Nos actions humanitaires au Nigeria

L'insurrection menée depuis neuf ans par le groupe extrémiste Boko Haram dans le nord du Nigéria et à ses frontières a provoqué la mort de dizaines de milliers de personnes et le déplacement de millions d'autres. Street Child travaille actuellement pour aider les personnes touchées par l'insurrection à reconstruire leur vie et à éduquer les enfants.

Le conflit dans le nord-est du Nigéria a entraîné un ciblage actif de l'éducation, laissant des millions d'enfants privés de la possibilité d'aller à l'école. Street Child croit que l'éducation dans les situations d'urgence devrait être un élément essentiel de la réponse humanitaire. C’est la raison pour laquelle nous travaillons au rétablissement de l’éducation de 23 000 enfants dans les trois États du nord-est du Nigéria, qui sont les plus touchés par le conflit en cours. Dans le cadre d’une approche intégrée de la protection et de l’éducation des enfants, nous travaillons avec nos partenaires locaux et la communauté pour fournir des réseaux de soutien clairs permettant aux enfants de se sentir en sécurité et protégés, leur offrant ainsi la meilleure chance d’aller à l’école et d’apprendre.


Éducation en situations d'urgence

Avec l’aide de l’UNICEF, Street Child et cinq partenaires locaux construisent actuellement 60 centres d’apprentissage temporaires dans 30 communautés. Pour certains enfants, il s'agit de leur première occasion d'entrer dans une salle de classe en plus de trois ans. Nous formons des volontaires locaux en tant qu'assistants de classe pour ces centres et mettons en place des comités locaux pour l'éducation.

Nous dispensons également une formation sur l’éducation en situation d’urgence à 400 enseignants, qui sont ainsi mieux équipés pour faire face aux enfants traumatisés. Nous rénovons 120 salles de classe d'écoles primaires endommagées par le conflit en cours et fournissons des livres, des stylos et du matériel éducatif à 23 000 enfants pour les encourager à rester à l'école, même dans les circonstances difficiles et parfois précaires où ils se trouvent.

Protection de l'enfance

La protection de l’enfance est une préoccupation sérieuse en situation d’urgence, en particulier dans une situation caractérisée par le ciblage et l’enlèvement d’enfants. Street Child bénéficie du soutien des Nations Unies (via le Fonds humanitaire nigérian) pour apporter une réponse durable à ces problèmes. Nous mettons en place des espaces adaptés où 18 000 enfants peuvent jouer et recevoir des conseils; composé de volontaires locaux formés par nos conseillers et des professionnels de la santé mentale. Ces espaces sont soutenus par des travailleurs sociaux professionnels qui peuvent aider à fournir des services aux enfants souffrant de conditions plus graves.
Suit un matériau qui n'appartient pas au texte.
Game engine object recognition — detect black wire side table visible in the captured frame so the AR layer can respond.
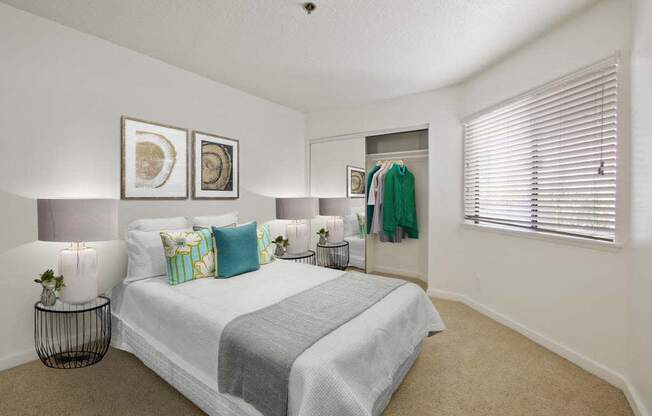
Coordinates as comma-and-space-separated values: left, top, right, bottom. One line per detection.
277, 250, 317, 266
317, 241, 349, 270
34, 296, 111, 369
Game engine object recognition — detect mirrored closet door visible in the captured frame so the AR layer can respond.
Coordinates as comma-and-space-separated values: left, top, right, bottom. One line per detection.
310, 136, 366, 271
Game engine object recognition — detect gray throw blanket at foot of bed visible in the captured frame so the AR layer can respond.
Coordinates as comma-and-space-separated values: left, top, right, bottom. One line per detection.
217, 273, 405, 416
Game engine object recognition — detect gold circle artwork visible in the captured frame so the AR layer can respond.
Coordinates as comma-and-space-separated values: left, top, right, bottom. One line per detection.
135, 131, 177, 188
201, 142, 233, 191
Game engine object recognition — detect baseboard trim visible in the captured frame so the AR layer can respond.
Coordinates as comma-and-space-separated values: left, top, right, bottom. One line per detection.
428, 289, 651, 416
0, 348, 38, 371
369, 266, 426, 282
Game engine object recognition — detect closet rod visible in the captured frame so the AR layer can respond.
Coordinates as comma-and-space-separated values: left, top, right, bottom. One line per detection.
367, 149, 428, 160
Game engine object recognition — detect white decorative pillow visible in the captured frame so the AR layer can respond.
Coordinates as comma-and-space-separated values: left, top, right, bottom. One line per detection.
188, 211, 238, 228
125, 228, 192, 282
127, 217, 190, 232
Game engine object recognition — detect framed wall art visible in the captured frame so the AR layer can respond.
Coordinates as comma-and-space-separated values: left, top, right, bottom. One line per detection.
120, 116, 188, 199
192, 131, 240, 199
346, 166, 366, 198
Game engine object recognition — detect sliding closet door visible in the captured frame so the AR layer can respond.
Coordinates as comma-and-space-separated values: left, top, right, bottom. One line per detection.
310, 136, 365, 269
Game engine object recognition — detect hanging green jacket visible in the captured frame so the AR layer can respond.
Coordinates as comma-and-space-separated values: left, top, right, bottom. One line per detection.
382, 165, 419, 238
364, 165, 380, 234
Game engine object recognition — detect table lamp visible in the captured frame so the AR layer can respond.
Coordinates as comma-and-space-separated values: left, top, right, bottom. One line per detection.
319, 198, 351, 243
276, 198, 318, 254
37, 199, 118, 304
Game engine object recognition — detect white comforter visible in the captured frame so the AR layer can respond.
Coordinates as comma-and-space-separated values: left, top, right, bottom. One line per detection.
111, 260, 444, 416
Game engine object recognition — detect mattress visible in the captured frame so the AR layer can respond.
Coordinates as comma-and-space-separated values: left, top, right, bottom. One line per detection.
344, 235, 365, 270
110, 260, 444, 416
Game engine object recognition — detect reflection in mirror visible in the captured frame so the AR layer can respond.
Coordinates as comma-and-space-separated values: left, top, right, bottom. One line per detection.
310, 136, 366, 271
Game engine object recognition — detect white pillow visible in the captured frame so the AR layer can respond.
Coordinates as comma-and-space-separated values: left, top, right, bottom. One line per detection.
125, 228, 192, 282
188, 211, 238, 228
127, 217, 190, 231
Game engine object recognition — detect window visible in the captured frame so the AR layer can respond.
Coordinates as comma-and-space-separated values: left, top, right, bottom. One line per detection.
464, 57, 618, 242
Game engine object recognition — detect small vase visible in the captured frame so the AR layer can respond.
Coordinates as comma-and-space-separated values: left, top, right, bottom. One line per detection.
41, 286, 57, 306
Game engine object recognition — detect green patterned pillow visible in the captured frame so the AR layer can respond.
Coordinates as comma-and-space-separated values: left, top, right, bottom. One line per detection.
256, 224, 276, 264
161, 229, 215, 285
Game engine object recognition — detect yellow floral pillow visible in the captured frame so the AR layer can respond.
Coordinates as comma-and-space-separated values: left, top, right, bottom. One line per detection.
161, 229, 215, 285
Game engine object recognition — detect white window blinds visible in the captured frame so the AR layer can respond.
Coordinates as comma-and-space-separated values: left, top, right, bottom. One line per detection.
464, 58, 618, 242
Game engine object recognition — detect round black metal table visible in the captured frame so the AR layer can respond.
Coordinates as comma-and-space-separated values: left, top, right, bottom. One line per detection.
34, 296, 111, 369
277, 250, 317, 266
317, 241, 349, 270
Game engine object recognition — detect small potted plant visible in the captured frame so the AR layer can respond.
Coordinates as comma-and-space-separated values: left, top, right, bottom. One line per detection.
317, 228, 328, 244
274, 235, 290, 257
34, 269, 65, 306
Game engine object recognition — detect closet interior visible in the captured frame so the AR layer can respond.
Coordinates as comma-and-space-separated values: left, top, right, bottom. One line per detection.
309, 128, 429, 281
365, 129, 429, 281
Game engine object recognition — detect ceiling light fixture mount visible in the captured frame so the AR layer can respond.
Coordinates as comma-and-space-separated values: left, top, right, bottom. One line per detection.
303, 2, 317, 14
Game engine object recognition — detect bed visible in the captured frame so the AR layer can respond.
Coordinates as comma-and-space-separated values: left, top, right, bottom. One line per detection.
110, 260, 444, 416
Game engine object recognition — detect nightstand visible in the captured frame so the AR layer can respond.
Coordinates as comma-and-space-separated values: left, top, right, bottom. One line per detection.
317, 241, 349, 270
34, 296, 111, 369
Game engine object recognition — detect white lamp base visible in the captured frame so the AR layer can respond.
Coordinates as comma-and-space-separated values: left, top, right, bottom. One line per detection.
326, 217, 344, 243
59, 245, 98, 304
285, 221, 310, 254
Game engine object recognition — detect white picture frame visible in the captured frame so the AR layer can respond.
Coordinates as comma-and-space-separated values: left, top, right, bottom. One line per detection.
191, 131, 240, 199
120, 116, 188, 199
346, 166, 367, 198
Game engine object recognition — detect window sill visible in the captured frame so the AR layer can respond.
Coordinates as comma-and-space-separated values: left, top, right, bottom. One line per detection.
461, 222, 623, 252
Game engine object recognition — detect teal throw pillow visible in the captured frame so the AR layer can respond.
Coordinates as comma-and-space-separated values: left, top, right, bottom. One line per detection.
212, 222, 260, 277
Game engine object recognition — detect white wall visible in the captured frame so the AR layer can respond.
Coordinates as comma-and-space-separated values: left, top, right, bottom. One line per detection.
0, 4, 306, 369
307, 0, 650, 410
629, 0, 652, 412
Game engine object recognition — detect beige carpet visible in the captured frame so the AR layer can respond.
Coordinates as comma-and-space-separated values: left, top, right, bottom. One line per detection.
0, 300, 632, 416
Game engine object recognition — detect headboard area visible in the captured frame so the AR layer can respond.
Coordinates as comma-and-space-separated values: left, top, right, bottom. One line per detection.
118, 191, 276, 239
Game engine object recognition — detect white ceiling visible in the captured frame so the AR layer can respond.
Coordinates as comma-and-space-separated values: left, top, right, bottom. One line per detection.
2, 0, 595, 111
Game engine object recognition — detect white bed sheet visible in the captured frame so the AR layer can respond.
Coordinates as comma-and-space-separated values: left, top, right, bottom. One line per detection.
111, 260, 444, 416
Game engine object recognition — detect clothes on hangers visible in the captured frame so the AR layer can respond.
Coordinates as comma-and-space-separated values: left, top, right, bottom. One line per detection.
366, 160, 419, 242
367, 161, 394, 233
382, 165, 419, 238
372, 165, 407, 243
365, 164, 380, 234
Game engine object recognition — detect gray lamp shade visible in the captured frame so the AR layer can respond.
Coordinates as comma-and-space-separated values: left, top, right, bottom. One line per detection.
37, 199, 118, 243
319, 198, 351, 217
276, 198, 319, 220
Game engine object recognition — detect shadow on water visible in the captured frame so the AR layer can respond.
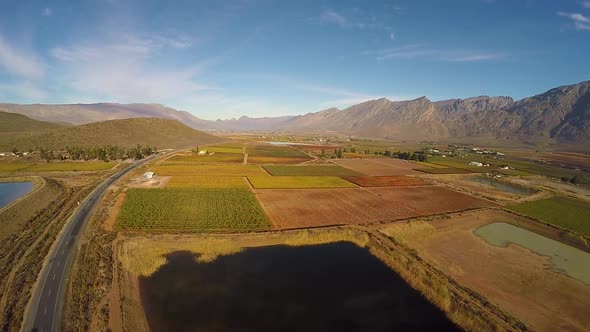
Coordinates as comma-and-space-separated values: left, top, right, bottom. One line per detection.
139, 242, 457, 331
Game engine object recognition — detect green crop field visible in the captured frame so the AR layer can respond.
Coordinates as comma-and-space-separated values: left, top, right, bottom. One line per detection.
208, 143, 244, 154
117, 188, 270, 232
152, 162, 268, 176
0, 163, 34, 173
248, 176, 356, 189
507, 197, 590, 237
263, 165, 360, 176
22, 161, 117, 172
166, 176, 249, 188
414, 167, 471, 174
246, 145, 309, 159
166, 152, 244, 163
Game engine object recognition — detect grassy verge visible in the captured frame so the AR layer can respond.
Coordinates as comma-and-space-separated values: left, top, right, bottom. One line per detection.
248, 176, 356, 189
117, 188, 270, 231
506, 197, 590, 237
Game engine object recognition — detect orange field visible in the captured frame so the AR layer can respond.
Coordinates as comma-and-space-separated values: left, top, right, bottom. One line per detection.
334, 158, 423, 176
344, 175, 432, 187
256, 186, 494, 229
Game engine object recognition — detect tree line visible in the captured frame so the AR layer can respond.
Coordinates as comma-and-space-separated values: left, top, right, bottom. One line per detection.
38, 144, 157, 162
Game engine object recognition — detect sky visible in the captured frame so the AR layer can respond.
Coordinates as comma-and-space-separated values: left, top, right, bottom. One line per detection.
0, 0, 590, 119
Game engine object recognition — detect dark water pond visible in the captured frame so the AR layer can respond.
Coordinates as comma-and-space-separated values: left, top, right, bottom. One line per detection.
0, 182, 33, 209
470, 176, 537, 196
140, 242, 458, 332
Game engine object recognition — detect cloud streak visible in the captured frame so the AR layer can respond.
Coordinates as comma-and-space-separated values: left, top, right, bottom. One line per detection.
374, 44, 507, 62
557, 12, 590, 30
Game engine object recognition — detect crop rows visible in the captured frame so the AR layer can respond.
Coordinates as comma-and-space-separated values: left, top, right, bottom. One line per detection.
508, 197, 590, 236
248, 176, 356, 189
117, 188, 269, 231
264, 165, 359, 176
153, 162, 267, 176
167, 152, 244, 163
166, 176, 248, 188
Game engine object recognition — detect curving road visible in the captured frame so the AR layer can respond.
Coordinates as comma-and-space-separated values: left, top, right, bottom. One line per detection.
24, 154, 158, 332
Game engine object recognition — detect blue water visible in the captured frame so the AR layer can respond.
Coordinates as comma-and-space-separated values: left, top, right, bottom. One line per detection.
0, 182, 33, 209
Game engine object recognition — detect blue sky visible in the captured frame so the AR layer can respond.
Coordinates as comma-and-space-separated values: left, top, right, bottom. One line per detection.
0, 0, 590, 119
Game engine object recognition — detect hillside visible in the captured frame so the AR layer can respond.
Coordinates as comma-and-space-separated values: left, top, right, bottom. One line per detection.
0, 81, 590, 146
0, 111, 63, 133
0, 118, 222, 150
280, 82, 590, 145
0, 103, 209, 128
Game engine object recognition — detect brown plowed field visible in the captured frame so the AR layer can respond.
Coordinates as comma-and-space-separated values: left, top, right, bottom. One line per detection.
334, 158, 424, 176
366, 186, 496, 215
256, 186, 493, 229
344, 175, 432, 187
383, 210, 590, 331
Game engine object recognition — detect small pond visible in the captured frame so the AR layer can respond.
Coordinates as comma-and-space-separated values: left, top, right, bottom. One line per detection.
474, 222, 590, 285
0, 182, 33, 209
139, 242, 458, 332
469, 176, 537, 196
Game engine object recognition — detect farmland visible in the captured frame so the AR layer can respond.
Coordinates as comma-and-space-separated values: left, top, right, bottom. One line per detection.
507, 197, 590, 237
166, 176, 248, 188
248, 176, 356, 189
344, 175, 431, 187
416, 167, 471, 174
167, 152, 244, 163
153, 163, 267, 176
117, 188, 269, 231
0, 163, 34, 173
26, 162, 117, 172
263, 165, 359, 176
382, 210, 590, 331
256, 186, 494, 229
335, 158, 420, 176
0, 162, 117, 173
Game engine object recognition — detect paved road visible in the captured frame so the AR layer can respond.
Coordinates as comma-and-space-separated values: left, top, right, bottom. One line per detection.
25, 155, 157, 332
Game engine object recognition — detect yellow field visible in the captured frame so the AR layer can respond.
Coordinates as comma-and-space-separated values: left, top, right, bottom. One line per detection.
22, 161, 118, 172
410, 160, 449, 168
248, 176, 356, 189
153, 163, 268, 177
0, 163, 33, 173
166, 176, 248, 188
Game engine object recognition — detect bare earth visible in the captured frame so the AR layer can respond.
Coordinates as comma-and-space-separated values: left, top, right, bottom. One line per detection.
334, 158, 424, 176
256, 186, 494, 229
389, 210, 590, 331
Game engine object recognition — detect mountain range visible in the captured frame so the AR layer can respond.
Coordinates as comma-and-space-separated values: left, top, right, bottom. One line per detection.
0, 81, 590, 145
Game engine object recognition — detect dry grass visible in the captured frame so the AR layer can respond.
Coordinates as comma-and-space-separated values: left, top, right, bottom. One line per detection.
119, 228, 369, 276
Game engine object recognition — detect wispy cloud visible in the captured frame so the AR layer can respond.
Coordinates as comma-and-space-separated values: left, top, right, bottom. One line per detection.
374, 44, 507, 62
320, 10, 348, 28
0, 35, 44, 80
557, 12, 590, 30
50, 34, 211, 102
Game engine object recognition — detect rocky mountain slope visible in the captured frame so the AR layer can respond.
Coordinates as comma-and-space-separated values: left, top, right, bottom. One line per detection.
0, 111, 63, 133
0, 81, 590, 145
0, 118, 223, 151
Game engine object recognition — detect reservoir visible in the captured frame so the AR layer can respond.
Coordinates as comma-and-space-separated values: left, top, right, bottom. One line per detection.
139, 242, 458, 332
474, 222, 590, 285
0, 182, 33, 209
Nous voulons également aider les enfants à renouer avec leurs familles et à se réinsérer dans la société s'ils ont été associés à des groupes armés. À cette fin, nous disposons d’une équipe d’agents spécialisés dans la recherche et la réunification des familles qui sillonnent le pays, veillent à la sécurité des enfants et s’emploient à retrouver les parents perdus dans la tourmente.

Soutenir les familles

Les familles ont tellement perdu pendant le conflit que certaines ne peuvent même pas nourrir leurs enfants. De nombreux enfants sont retirés de l'école pour subvenir aux besoins de la famille ou pour se nourrir. Pour lutter contre cette situation, nous proposons à plus de 300 mères et parents nourriciers vulnérables une formation professionnelle - comprenant la boulangerie, la couture et la fabrication de savon - ainsi que des subventions aux entreprises pour leur permettre de créer une entreprise durable. Dans le cadre de ce programme, leurs enfants reçoivent également du matériel scolaire tel que des sacs, des cahiers, des crayons et des stylos, des gommes et des chaussures pour leur permettre de retourner à l'école et d'avoir de l'espoir pour l'avenir.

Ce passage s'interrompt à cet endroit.